Democracy should mean they have a proper chance of the future they
choose. It isn't my future. And it certainly isn't a future that
belongs to the over 65's. How dare they dig in their embittered heels
and deprive the young of the what they want? And why? Because they
heard someone speaking Polish in the Post Office? Because Mrs Rogers
reckons house prices on the street will have dropped when that Pakistani family moved into number 37? Because the Lithuanian girl in
Asda couldn't understand a simple question about where the sellotape
could be found?
It sucked in September
2014 and it sucks now. The bitter oldies slapped down the dream of
'Yes' and now they want to drag us all behind the walls of a moaning, xenophobic, permanently grumpy Little
England. When a vote is all about what the next fifty years will look like, I would love
to see a very different voting system.
Something like this.
Something like this.
Under thirties get 3 votes
each. Those between 30 and 60 get two votes and the over 60s get one.
It would mean that those who will be living the future will have the
biggest say in how it should look. Of course the silver haired
brigade will be involved in some of the future and so they should be
allowed some of the say. But only some.
So what the hell. I'm
getting down with the kids. Fair enough, the EU doesn't ring my bell
much but if that's what they want, then they should be allowed to have
it. Christ knows they get bugger all else.
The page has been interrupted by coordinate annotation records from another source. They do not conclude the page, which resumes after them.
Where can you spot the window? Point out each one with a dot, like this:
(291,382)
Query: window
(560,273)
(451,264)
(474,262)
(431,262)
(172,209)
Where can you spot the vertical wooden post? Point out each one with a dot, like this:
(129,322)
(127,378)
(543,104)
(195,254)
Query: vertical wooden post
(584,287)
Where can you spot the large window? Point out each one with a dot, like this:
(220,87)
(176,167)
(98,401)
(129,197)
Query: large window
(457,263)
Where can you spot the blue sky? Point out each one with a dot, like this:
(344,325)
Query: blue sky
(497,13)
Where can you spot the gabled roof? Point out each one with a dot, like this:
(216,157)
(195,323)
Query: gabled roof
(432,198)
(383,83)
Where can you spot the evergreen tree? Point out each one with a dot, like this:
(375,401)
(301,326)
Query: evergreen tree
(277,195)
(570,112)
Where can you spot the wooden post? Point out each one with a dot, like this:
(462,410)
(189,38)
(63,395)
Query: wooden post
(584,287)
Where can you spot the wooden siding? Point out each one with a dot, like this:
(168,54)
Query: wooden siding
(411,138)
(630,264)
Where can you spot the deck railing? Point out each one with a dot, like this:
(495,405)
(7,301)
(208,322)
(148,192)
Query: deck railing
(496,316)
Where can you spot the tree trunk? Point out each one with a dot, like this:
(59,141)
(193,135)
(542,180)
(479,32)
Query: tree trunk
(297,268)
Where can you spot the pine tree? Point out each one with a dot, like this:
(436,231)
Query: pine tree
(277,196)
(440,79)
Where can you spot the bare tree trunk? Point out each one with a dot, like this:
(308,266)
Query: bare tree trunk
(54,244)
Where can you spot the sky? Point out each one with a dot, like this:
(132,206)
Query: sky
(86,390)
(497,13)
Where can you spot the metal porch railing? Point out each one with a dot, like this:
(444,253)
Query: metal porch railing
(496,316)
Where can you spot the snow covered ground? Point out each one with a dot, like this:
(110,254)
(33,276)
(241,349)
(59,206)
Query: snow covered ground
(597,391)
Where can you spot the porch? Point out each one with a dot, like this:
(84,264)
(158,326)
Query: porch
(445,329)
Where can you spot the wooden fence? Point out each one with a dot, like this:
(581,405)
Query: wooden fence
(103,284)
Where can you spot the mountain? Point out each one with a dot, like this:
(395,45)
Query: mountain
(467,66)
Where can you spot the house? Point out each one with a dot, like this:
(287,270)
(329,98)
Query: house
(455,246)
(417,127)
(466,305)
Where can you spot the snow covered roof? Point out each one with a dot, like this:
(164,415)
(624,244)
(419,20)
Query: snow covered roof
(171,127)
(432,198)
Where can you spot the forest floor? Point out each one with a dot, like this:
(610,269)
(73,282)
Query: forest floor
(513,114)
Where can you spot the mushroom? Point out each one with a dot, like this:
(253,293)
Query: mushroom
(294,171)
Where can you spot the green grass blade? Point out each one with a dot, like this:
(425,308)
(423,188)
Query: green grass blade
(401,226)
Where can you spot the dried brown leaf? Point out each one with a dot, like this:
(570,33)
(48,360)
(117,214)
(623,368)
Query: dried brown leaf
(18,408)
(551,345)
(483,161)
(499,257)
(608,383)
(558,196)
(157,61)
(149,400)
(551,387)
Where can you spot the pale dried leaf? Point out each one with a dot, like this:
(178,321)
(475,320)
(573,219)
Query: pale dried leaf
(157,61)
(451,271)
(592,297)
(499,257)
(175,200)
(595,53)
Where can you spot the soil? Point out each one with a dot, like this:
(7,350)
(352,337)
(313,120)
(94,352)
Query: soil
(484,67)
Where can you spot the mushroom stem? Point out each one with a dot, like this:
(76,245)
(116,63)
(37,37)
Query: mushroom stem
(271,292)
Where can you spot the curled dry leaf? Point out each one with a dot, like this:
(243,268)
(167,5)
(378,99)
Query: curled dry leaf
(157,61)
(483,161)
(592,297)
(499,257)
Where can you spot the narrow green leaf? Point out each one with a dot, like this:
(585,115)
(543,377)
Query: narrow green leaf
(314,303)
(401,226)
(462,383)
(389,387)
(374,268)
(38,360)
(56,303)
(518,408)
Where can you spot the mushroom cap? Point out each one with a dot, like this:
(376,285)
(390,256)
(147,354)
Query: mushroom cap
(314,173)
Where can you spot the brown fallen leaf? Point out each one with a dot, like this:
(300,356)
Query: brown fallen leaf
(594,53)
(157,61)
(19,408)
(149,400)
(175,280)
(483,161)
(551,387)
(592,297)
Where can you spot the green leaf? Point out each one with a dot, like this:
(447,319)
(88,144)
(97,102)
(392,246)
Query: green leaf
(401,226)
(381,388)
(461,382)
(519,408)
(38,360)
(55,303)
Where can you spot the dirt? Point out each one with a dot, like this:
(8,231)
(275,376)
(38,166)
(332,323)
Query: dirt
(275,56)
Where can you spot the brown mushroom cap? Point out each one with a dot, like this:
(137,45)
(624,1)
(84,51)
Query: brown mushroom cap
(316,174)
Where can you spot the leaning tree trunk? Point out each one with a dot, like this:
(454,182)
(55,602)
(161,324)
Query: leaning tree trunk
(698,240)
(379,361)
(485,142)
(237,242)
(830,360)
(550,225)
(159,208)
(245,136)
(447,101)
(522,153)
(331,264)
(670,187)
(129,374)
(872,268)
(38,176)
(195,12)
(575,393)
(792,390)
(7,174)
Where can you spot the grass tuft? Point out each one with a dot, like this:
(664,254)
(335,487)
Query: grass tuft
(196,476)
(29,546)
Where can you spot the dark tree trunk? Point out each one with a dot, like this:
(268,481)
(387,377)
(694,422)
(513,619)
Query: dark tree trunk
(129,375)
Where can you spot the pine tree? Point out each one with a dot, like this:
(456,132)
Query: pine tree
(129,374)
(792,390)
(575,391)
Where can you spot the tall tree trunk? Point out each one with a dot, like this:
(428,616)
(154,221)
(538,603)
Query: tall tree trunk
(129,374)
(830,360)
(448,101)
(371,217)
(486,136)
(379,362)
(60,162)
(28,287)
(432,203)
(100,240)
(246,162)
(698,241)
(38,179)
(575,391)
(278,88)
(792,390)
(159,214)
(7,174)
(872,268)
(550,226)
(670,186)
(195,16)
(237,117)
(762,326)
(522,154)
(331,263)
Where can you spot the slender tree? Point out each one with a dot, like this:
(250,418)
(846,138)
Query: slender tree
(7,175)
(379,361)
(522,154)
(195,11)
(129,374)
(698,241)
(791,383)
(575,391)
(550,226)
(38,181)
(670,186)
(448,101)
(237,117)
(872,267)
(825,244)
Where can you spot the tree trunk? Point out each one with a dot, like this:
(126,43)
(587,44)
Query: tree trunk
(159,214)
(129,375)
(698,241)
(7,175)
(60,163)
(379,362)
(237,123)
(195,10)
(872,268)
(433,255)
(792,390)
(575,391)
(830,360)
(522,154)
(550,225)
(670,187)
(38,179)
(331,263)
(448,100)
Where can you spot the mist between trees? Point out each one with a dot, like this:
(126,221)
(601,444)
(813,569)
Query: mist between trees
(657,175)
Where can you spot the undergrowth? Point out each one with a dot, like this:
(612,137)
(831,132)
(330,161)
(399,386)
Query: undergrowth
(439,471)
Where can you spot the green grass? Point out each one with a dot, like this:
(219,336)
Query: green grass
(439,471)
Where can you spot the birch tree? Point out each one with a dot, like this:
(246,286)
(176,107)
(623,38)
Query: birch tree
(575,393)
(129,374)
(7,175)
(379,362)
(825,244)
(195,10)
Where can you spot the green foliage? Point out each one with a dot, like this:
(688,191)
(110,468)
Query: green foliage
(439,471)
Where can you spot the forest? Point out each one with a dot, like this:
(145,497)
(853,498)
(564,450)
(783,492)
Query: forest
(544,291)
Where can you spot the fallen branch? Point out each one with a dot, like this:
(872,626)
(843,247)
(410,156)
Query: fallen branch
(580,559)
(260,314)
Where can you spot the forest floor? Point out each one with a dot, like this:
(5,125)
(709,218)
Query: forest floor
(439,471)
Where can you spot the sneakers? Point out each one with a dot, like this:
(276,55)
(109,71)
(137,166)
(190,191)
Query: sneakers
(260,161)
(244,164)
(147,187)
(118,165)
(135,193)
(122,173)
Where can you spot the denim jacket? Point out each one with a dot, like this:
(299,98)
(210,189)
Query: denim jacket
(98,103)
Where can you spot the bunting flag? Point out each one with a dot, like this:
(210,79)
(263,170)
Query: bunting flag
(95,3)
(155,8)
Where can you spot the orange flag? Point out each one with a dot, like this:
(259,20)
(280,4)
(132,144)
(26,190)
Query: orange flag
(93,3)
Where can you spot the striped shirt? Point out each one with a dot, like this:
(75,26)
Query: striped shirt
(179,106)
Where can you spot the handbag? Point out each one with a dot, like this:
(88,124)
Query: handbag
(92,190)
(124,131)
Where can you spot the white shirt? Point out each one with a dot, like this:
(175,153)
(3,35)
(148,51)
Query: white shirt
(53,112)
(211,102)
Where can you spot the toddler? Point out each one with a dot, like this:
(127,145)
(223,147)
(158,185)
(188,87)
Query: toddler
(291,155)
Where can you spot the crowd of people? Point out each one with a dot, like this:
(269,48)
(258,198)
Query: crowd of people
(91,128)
As a 67 year old Yesser, I worry that the emphasis on the over-60s is not based on fact, but purely a divide and conquer tactic of the anti-democracy brigade. To determine accurately the age of the voter, the ballot paper would need to be cross-checked with the register list at the individual polling station, and then further cross-checked with the census data to get an approximation of the age, then with the Registrars to find a date of birth. This whole process to be repeated for 17% of voters to arrive at the final total. It is going to be a long night.
ReplyDeleteI can recognise your angst. I'm 63 but definitely identify with younger age groups. However, the majority of over 60's are not rolling in disposable income. Therefore, whilst acknowledging "where you're coming from" I despair when divide and rule comes to the fore.
ReplyDeleteIf you're 55 now, you'll be in the "older" demographic in 10 years. Perhaps you should ponder on the fact that you will be voting the correct way (unless you become the cantankerous old sot you're referring to just now) in a short decade. The future looks rosy, wouldn't you agree?